New York: Tor, 2007.
ISBN 0-7653-1697-8.
-
This novel concludes the Colonial Union trilogy begun
with the breakthrough
Old
Man's War (April 2005),
for which the author won the John W. Campbell Award for Best New Writer,
and its sequel,
The
Ghost Brigades (August 2006),
which fleshed out the shadowy Special Forces and set the
stage for a looming three-way conflict among the Colonial
Union, the Conclave of more than four hundred alien species,
and the Earth. As this novel begins, John Perry and Jane
Sagan, whom we met in the first two volumes, have completed
their military obligations and, now back in normal human bodies,
have married and settled into new careers on a peaceful
human colony world. They are approached by a Colonial
Defense Forces general with an intriguing proposition: to
become administrators of a new colony, the first to be
formed by settlers from other colony worlds instead of
emigrants from Earth.
As we learnt in The Ghost Brigades, when it
comes to deceit, disinformation, manipulation, and
corruption, the Colonial Union is a worthy successor
to its historical antecedents, the Soviet Union and
the European Union, and
the newly minted administrators quickly discover that
all is not what it appears to be and before long
find themselves in a fine pickle indeed. The story
moves swiftly and plausibly toward a satisfying conclusion
I would never have guessed even twenty pages from the end.

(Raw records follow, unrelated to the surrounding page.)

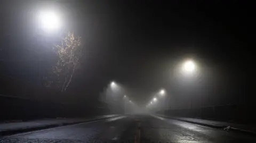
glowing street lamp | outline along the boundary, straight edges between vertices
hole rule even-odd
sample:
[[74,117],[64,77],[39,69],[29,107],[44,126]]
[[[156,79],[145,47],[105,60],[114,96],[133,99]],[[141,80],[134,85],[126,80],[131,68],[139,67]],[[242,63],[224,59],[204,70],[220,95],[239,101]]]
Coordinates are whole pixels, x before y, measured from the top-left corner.
[[51,32],[61,27],[60,16],[54,11],[42,11],[38,16],[39,24],[46,32]]
[[153,101],[154,101],[154,102],[156,102],[157,100],[157,99],[156,98],[155,98],[155,98],[154,98],[154,99],[153,99]]
[[165,94],[165,91],[164,90],[164,89],[162,89],[162,90],[160,91],[160,94],[161,94],[161,95],[164,95]]
[[184,63],[183,65],[183,70],[186,73],[193,73],[196,69],[196,65],[195,62],[193,61],[187,61]]

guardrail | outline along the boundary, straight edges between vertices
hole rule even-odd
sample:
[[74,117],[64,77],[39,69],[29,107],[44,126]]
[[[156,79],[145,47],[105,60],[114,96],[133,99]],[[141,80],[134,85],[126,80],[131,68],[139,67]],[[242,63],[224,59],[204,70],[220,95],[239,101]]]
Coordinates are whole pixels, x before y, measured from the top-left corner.
[[162,114],[218,121],[254,123],[256,106],[252,105],[225,105],[192,109],[168,110],[160,111]]

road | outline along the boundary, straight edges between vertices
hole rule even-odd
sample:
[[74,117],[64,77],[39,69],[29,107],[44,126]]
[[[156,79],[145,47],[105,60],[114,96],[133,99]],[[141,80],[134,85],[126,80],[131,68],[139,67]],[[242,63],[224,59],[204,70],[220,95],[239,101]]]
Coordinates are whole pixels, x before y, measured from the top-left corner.
[[125,115],[5,137],[0,142],[256,142],[256,138],[150,115]]

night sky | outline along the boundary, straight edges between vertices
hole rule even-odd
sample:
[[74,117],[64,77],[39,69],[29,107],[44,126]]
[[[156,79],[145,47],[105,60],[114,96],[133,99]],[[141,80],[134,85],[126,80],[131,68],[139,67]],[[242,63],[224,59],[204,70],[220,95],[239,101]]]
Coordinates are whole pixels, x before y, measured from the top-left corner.
[[[33,64],[26,70],[20,67],[29,62],[22,57],[36,58],[34,53],[20,53],[23,62],[12,58],[16,66],[11,67],[6,60],[17,56],[16,49],[42,46],[29,38],[33,22],[27,15],[31,12],[27,8],[38,3],[25,1],[3,2],[8,6],[1,9],[6,12],[1,13],[1,46],[12,50],[0,55],[4,57],[1,71],[36,82]],[[172,69],[191,58],[204,67],[194,93],[204,106],[244,103],[253,98],[250,94],[255,79],[252,5],[215,1],[57,1],[53,5],[63,11],[66,30],[81,36],[86,47],[69,92],[98,97],[114,80],[138,104],[147,103],[161,88],[181,98],[187,89],[172,78]],[[17,47],[18,43],[22,44]],[[47,62],[41,70],[46,72],[54,58],[43,58]]]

In the acknowledgements at the end, the author indicates
that this book concludes the adventures of John Perry
and Jane Sagan and, for the moment, the Colonial Union
universe. He says he may revisit that universe someday,
but at present has no plans to do so. So while we wait
to see where he goes next, here's a neatly wrapped up
and immensely entertaining trilogy to savour. By the way,
both Old
Man's War and
The
Ghost Brigades are now available in
inexpensive mass-market paperback editions. Unlike
The Ghost Brigades, which can stand on
its own without the first novel, you'll really enjoy
this book and understand the characters much more if
you've read the first two volumes before.